Besides webclient, the process process_url has several services that generate output information for the web interface. Finally, the report process is where the service that scans the Office files with the razorback nugget, “rb-officecat” is located, besides printing information using the service report. We want to emphasize the importance to set which content must activate the service. In this case it has been limited to start running only with contents that apply.

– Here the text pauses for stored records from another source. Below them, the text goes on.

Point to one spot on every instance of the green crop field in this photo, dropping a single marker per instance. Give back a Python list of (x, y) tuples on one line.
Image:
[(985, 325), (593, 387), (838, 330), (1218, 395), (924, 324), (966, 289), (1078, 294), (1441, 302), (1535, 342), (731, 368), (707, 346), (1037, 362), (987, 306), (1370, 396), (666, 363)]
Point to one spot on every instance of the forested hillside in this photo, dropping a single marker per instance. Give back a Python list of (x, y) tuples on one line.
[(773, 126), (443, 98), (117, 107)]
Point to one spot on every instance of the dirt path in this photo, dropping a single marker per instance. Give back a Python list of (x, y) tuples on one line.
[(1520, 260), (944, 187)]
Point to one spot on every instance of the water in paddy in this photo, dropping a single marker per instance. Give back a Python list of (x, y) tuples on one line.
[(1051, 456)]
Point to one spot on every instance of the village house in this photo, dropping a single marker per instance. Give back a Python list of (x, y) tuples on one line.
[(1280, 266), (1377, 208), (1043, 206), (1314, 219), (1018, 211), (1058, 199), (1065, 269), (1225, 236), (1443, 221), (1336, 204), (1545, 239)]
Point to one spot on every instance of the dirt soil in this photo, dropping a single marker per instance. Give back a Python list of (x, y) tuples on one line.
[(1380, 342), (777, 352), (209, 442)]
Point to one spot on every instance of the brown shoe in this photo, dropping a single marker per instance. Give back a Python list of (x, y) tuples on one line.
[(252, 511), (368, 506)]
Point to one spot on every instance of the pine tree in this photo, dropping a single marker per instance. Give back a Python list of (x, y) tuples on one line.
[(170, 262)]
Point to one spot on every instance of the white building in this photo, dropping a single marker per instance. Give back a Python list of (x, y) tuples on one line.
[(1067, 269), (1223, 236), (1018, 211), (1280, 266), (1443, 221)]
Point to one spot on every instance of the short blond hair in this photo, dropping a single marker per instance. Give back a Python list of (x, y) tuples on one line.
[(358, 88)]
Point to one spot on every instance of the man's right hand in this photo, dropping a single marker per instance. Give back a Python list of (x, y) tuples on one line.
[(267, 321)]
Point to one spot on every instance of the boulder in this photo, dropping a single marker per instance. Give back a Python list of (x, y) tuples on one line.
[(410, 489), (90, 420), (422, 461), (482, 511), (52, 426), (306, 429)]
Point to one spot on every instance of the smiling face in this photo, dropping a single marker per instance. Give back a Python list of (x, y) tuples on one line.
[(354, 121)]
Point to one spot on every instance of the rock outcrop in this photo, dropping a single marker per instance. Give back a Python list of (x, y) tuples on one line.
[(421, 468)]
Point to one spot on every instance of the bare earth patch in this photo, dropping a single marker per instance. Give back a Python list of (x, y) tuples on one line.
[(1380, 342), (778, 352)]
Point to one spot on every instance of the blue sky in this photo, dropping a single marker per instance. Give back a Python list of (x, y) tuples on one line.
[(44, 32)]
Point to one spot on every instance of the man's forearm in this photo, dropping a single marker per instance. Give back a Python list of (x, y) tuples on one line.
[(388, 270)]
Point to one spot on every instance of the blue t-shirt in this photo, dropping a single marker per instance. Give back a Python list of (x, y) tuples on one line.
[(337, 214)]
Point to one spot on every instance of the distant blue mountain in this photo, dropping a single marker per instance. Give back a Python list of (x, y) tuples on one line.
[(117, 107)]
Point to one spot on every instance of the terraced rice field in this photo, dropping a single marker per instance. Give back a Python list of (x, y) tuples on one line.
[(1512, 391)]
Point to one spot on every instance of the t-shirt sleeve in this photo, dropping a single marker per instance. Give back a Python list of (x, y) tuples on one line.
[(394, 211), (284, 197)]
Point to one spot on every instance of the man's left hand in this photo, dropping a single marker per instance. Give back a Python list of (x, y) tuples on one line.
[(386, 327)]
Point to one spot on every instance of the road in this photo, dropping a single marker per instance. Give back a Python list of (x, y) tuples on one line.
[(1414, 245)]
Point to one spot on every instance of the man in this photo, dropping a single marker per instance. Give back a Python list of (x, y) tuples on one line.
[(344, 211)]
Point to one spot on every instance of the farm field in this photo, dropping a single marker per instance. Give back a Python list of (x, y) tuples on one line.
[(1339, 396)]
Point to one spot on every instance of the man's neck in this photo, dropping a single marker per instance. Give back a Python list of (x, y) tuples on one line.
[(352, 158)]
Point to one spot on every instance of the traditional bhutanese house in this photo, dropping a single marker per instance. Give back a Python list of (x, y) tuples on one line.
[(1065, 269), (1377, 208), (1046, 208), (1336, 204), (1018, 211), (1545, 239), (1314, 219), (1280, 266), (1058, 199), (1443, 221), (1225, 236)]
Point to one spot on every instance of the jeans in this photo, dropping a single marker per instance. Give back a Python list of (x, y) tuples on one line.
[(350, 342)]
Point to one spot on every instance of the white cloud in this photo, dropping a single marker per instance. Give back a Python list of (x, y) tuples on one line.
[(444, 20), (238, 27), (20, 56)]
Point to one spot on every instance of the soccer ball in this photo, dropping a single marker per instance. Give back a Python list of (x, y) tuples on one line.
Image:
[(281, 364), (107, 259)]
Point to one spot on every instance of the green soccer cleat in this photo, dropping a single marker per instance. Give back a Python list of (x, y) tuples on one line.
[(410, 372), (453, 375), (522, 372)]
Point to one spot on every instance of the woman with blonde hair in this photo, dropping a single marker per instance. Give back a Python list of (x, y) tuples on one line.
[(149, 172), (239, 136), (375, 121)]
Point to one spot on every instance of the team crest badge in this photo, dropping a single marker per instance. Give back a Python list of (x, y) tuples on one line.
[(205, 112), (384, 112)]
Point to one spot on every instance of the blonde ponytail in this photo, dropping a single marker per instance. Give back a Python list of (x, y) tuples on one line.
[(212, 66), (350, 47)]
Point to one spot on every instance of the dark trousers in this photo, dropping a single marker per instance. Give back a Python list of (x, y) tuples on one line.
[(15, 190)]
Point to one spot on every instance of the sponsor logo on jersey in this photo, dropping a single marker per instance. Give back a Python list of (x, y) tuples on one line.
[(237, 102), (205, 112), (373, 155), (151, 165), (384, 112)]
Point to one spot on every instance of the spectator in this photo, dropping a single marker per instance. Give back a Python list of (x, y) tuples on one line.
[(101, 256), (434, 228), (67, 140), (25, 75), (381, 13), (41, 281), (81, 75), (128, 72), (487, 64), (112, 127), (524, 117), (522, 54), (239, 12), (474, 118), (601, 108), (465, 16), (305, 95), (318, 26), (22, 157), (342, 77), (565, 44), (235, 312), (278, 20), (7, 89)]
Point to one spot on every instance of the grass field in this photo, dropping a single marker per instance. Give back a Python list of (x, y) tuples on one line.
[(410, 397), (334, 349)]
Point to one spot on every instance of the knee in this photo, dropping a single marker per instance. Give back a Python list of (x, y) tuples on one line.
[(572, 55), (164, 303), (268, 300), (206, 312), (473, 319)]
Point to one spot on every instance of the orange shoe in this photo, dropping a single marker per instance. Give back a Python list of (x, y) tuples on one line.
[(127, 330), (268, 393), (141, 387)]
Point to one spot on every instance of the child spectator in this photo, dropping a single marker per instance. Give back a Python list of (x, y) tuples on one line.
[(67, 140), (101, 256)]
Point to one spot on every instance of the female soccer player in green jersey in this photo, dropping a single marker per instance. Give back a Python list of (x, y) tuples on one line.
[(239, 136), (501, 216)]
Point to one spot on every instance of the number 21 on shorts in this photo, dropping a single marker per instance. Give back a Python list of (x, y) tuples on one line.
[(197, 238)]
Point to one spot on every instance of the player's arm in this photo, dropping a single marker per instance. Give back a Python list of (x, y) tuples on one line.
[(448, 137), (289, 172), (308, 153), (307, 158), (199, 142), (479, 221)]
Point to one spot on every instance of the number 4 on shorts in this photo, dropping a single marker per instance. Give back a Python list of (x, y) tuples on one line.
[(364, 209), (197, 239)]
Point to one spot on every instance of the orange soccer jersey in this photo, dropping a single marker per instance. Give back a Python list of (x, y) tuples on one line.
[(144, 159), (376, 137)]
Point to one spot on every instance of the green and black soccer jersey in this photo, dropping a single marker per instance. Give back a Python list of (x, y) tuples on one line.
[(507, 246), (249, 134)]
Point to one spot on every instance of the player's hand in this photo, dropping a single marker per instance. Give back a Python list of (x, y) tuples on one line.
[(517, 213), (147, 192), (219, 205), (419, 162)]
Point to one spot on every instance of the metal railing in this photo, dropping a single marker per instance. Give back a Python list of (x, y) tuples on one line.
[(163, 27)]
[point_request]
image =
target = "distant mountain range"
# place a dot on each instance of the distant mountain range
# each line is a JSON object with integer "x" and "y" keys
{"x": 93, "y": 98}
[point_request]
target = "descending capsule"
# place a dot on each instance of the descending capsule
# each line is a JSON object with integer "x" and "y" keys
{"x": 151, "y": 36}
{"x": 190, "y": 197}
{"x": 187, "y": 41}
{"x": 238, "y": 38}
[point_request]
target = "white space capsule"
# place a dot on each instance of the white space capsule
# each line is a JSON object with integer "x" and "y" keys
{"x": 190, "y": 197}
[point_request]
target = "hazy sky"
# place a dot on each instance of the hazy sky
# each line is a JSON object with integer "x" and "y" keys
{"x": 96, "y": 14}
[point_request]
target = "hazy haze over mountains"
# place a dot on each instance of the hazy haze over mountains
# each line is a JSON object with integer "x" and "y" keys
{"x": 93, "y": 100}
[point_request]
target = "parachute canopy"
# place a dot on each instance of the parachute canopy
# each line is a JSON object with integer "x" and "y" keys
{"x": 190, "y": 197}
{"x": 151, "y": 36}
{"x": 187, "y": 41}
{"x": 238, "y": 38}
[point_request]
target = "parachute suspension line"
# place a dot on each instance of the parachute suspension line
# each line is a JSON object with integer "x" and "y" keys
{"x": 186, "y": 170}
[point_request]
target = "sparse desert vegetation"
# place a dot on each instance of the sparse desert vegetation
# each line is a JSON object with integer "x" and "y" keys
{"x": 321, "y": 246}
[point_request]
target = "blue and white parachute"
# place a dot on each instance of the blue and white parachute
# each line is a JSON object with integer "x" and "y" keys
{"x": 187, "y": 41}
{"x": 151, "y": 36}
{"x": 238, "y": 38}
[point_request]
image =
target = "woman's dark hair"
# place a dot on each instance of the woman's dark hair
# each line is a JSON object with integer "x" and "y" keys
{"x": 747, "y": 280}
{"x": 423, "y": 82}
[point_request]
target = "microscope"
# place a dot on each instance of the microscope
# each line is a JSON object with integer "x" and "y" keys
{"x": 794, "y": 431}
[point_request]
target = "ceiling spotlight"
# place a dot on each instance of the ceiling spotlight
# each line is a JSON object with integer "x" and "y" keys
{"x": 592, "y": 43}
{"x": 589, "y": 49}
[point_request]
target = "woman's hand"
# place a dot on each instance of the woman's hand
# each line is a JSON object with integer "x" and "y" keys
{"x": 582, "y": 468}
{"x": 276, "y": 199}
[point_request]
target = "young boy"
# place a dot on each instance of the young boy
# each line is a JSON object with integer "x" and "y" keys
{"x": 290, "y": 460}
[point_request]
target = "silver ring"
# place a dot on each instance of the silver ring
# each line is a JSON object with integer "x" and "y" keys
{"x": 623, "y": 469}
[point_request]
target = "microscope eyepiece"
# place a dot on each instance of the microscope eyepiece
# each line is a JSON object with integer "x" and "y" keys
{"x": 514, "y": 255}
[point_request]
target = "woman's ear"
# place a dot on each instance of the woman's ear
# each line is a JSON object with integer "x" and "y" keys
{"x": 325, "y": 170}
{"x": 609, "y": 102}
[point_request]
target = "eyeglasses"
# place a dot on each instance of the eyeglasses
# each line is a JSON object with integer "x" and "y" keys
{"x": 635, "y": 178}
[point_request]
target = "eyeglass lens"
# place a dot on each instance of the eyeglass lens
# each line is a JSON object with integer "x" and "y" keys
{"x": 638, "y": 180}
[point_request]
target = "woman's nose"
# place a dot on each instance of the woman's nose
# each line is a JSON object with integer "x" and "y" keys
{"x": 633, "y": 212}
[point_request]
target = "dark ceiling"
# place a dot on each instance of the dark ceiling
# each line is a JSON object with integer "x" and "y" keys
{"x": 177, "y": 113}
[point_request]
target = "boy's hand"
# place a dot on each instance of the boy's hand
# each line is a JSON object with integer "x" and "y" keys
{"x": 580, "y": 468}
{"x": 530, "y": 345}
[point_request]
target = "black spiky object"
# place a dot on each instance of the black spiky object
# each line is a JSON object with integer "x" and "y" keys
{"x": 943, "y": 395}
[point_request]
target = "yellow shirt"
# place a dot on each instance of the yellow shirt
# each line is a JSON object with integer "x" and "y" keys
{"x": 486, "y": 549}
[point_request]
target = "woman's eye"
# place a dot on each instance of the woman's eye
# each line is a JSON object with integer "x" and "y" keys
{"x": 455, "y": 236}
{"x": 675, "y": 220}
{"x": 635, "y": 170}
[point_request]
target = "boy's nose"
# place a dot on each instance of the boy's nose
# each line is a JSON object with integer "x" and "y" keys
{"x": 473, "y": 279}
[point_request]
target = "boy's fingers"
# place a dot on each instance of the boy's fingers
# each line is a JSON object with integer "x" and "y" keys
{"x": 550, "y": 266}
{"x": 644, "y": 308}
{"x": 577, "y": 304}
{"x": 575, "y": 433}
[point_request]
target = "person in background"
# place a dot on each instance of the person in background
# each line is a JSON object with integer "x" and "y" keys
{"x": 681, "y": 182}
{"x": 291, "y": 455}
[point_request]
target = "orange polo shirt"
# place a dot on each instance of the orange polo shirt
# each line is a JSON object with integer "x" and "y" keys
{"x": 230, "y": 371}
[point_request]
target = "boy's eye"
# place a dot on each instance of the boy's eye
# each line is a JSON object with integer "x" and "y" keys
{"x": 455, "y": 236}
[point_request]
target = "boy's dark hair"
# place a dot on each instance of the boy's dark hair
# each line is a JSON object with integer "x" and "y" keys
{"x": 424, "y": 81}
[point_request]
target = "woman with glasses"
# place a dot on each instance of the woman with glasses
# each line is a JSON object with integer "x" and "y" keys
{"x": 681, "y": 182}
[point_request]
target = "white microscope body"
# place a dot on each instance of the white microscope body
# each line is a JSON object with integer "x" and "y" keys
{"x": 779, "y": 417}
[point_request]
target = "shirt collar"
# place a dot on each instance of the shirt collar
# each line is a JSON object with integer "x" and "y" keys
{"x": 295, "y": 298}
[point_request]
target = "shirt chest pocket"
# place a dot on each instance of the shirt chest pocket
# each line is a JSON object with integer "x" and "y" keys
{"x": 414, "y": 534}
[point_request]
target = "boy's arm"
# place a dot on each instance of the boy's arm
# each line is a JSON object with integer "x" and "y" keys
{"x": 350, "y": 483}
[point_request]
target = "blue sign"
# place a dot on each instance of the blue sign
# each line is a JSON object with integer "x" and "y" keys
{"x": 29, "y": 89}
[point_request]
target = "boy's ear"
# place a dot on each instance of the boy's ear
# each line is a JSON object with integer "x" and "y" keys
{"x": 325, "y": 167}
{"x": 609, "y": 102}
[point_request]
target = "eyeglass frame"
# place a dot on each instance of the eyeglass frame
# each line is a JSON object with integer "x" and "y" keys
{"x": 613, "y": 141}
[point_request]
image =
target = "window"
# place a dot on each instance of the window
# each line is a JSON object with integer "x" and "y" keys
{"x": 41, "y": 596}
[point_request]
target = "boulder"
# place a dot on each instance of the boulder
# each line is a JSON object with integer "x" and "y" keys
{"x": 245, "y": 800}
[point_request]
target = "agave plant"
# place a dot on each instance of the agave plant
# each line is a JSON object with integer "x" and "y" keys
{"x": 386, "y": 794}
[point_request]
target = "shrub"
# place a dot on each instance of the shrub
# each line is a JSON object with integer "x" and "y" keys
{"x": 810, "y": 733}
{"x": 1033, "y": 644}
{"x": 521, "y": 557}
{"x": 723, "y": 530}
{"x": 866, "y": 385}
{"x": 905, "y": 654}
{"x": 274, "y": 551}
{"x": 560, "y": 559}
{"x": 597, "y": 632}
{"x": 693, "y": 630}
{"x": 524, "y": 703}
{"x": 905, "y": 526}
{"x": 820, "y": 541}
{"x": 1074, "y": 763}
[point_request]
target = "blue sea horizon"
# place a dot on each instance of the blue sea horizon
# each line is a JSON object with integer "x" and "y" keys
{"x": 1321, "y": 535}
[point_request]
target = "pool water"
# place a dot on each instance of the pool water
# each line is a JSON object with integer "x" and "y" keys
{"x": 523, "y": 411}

After loading the workflow in our tool, we input it with a file with links. In our scenario we have included a link to a malicious office document, resulting in:

If we click on the detected document we will see the vulnerability detected by rb-officecat:

This is just one example of the detection abilities of this tool. As seen, the definition is simple and as we discussed in the previous post (ES) it has great possibilities. At this moment it is in an early stage and certain aspects will require fighting to get them to work as we want, but you can also report the problems in the Google group of the tool.